For the most part, I agree with Steinberg, though, as the CEO of a software-as-a-service (SaaS) platform vendor offering consumer-oriented smart-grid solutions, he admittedly has a vested interest in promoting his argument.
I am perhaps not as sanguine as Steinberg on two points. In his commentary, he compares the early Internet service providers and their walled gardens — the likes of CompuServe, Prodigy, and AOL — with today’s utilities. His argument is that just as the Internet occasioned the demise of walled gardens and their purveyors, Internet-based technologies providing the communications infrastructure for the smart grid will bring about a similar fate for utilities that resist demands to provide consumers with third-party, energy- and money-saving applications and services.
To a point, I accept that argument. That said, I’m not entirely certain that the aforementioned service providers are completely analogous to today’s utilities. The utility sector is probably the most highly regulated of any industry in the Western world. Any change that comes to the industry will not happen overnight. While I agree that Internet technology will unleash tremendous innovation and valuable services for energy consumers, I suspect the pace of change in the utility sector will be significantly slower than what we experienced in the Internet ecosystem.
In a similar vein, Steinberg asserts that incursions into the smart grid by information-technlogy giants Google, Cisco, and Microsoft represent both validation of the smart-grid market opportunity and a sign that said market has reached a critical phase of maturation. I accept the first premise, but I am skeptical of the second.

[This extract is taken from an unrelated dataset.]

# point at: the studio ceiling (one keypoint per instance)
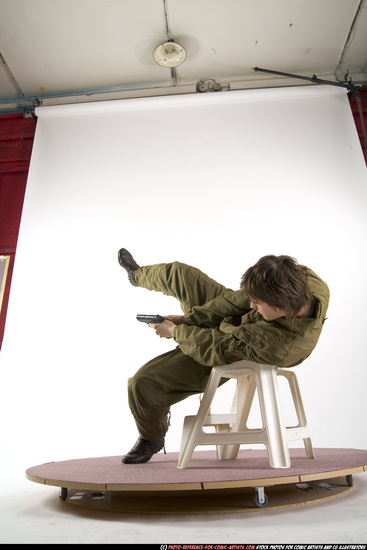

Cisco, for example, recognizes the vast growth potential of the smart grid, but it has yet to find a means of tapping into it meaningfully. Cisco will figure it out, I’m sure, but the company is still learning about the energy business and utilities. It’s a radically different space than anything Cisco has tacked previously, and I think the leadership is Cisco is realizing that it must listen and learn before it prescribes nostrums.
Meanwhile, Google and Microsoft are making similarly measured moves.
There’s real promise in the smart grid, and liberating change will come to the utility industry. However, as Gartner might say, technology vendors seeking fortune in the space should expect to travel through a trough of disillusionment before ascending a slope of enlightenment.